To give you a chance, she warned you, and then threw herself overboard. By sacrificing herself, she saved you. Even though you were lowly and unworthy. Take the gift from her and live.”
“I was unworthy? Did you hear my story?”
“Of course,” Devi said. “You should have never gone. You had no business going anywhere in the state you were in, in the state you’re still in. You should’ve waited until next year, or the one after. Or not gone at all. You were no good to her. You were in no shape to help her. That she helped you despite yourself is a testament to how her soul feels about you even when you least deserve it.”
“I least deserve it.”
“Stop rephrasing and repeating everything I say.”
“Why are you still talking to me?” Julian said. “Go away.”
You promised Mother no matter where I go, you would follow me. Did you mean it?
I didn’t promise it to your mother. I promised it to you.
Shae tried to take him with her. She jumped. But as always, he ran out of time, even for death.
Ava sat in horror. Nothing made her feel better, not the story of the frantic mother, not the bravery of the sainted Maori who stayed by Shae’s side to the end. “Kiritopa’s glory was in the union with that woman and my child,” Ava said.
Julian lost three fingers on his right hand. He nearly lost four. After multiple surgeries, the doctors managed to save his pointer. Steel screws now held it together. It was a robot finger. The pinky was gone, the ring and middle fingers sliced off below the second knuckle. Your fingers for your life, Devi said. Julian gave Devi the finger, but it was more like he gave Devi the nub.
In the corner, Ava sat weeping. It’s like the first time all over again, she said.
Julian’s body was a mess. Electrocution flowers. A weakened heart.

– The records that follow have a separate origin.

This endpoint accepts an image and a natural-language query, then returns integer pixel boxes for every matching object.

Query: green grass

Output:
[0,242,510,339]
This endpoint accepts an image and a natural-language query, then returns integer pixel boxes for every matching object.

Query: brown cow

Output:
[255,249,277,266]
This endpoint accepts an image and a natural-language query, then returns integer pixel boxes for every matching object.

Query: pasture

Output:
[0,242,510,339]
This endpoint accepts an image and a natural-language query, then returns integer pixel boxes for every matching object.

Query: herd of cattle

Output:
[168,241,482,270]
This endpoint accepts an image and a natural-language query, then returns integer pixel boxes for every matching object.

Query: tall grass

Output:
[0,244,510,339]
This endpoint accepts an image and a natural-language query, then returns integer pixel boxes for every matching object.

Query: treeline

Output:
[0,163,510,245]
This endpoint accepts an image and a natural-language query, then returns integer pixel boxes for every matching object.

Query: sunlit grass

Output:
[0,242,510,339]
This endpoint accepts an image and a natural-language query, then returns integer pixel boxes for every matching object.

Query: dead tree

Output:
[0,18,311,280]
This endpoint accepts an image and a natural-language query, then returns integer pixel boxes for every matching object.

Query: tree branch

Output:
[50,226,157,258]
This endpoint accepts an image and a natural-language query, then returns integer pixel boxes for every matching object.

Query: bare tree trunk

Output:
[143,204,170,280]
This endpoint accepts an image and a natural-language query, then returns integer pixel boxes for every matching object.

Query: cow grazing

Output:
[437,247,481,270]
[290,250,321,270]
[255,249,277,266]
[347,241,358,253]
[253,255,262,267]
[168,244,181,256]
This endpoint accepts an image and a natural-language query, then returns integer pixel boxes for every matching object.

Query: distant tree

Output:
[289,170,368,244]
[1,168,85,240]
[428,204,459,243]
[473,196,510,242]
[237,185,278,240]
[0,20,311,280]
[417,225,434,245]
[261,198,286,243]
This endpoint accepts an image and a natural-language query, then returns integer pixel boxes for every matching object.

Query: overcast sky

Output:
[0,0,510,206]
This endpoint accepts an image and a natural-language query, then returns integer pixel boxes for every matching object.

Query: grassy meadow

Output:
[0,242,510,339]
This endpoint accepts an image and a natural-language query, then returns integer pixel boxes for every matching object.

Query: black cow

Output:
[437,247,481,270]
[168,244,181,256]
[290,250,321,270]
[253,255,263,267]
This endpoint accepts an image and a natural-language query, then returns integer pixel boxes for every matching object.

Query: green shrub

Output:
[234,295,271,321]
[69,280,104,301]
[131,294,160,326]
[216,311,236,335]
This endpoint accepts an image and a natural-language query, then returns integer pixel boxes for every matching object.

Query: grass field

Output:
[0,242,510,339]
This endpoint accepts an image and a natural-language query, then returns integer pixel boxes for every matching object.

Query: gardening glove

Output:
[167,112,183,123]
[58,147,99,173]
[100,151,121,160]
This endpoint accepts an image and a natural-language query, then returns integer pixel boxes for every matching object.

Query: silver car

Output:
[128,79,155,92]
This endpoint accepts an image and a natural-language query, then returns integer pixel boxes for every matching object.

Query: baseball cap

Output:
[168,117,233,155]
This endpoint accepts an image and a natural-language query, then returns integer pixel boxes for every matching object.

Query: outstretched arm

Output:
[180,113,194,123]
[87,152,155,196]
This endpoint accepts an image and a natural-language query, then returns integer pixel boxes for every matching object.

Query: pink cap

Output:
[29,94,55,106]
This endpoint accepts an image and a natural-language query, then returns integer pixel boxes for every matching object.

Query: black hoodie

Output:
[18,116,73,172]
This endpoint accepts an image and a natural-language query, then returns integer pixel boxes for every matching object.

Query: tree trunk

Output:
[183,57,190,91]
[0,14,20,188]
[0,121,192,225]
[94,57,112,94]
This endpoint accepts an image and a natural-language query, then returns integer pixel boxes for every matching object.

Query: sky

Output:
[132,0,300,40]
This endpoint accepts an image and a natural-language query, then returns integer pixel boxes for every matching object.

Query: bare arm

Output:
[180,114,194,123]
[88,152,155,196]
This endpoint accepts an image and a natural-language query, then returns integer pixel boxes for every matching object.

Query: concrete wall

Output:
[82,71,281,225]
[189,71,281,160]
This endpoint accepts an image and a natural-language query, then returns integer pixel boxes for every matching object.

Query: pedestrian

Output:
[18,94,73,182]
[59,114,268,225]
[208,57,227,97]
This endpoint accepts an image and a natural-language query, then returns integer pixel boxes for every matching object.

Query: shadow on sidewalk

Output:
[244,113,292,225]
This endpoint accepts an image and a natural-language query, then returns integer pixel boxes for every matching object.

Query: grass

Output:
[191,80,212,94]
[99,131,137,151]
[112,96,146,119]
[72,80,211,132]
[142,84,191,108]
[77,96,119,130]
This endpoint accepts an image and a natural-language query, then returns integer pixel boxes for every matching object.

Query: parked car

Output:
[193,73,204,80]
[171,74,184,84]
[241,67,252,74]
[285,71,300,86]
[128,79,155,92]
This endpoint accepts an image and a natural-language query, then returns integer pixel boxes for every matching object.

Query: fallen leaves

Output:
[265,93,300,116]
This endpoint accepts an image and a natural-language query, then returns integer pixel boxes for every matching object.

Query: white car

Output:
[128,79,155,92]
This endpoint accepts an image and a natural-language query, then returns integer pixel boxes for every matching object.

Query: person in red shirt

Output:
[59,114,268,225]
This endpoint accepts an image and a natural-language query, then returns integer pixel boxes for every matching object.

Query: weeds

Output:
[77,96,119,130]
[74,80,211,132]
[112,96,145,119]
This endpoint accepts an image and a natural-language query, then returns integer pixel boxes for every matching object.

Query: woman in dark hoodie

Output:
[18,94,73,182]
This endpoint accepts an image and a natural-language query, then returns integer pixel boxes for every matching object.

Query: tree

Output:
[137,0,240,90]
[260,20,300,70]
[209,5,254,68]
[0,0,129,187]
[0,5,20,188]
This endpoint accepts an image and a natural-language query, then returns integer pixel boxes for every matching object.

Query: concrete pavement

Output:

Along with the amputated fingers, he had suffered numerous other injuries during his cagematch with Tama: a broken nose, a cracked cheekbone, a concussion, a dislocated shoulder, a shattered radial bone from blocking that fucking mere club, torn ligaments in his knees, a fractured fibula, and a dozen cracks in his knuckles and hands and the bones of his feet. He was black and blue from his forehead to his shins.
Slowly, his body healed.
There were things that didn’t heal.
You say to her be my goddess, and she agrees and opens her legs. What a burden you’ve put on her—and you. She must be what she is not. You must be what you’re not. She is not a goddess.
Goddesses don’t die.
Julian lived inside the silence, inside the silence of the ocean with her body in his arms.
“Is there a purpose to my suffering, an end to my despair?”
Devi got up and said no.
“What will I find at the end of my story?” Julian said another day, another mute afternoon. “Will there be a recognition of my labors, a list of my shortcomings?”
Devi got up and said yes.
Julian searched for the power within. He and Ava were catatonics, her sitting in his hospital room by the window, him sitting in his bed, both barely rocking, trying to draw the power from silence. He kept staring at the space above his palm where his fingers used to be.
Your fear that she will cease to be—will recede, will vanish into the vanishing point—has been allayed. Hallelujah. She is not vanishing.
You are.
* * *
My life is wind, Julian thought when he finally returned to the apartment after six weeks in the hospital and six weeks convalescing at Hampstead Heath. He would’ve stayed longer, but they kicked him out. He would’ve stayed the rest of his life.
Instead he came back home.
My eye will see no more good, because he will not return to this house, neither will any place ever know him. Julian stood by the mantle in his empty apartment in Notting Hill. Their heads bent, Ava and Devi stood with him. They were always with him. They went with him to York to bring Ashton’s body back, they flanked him at the funeral, they were with him now. To the end of his days, Julian would complain of the bitterness in his soul. He preferred a drowning death rather than his life. The Lord didn’t take away my iniquities. I still sleep in the dust. You will seek me in the morning, but I won’t be here.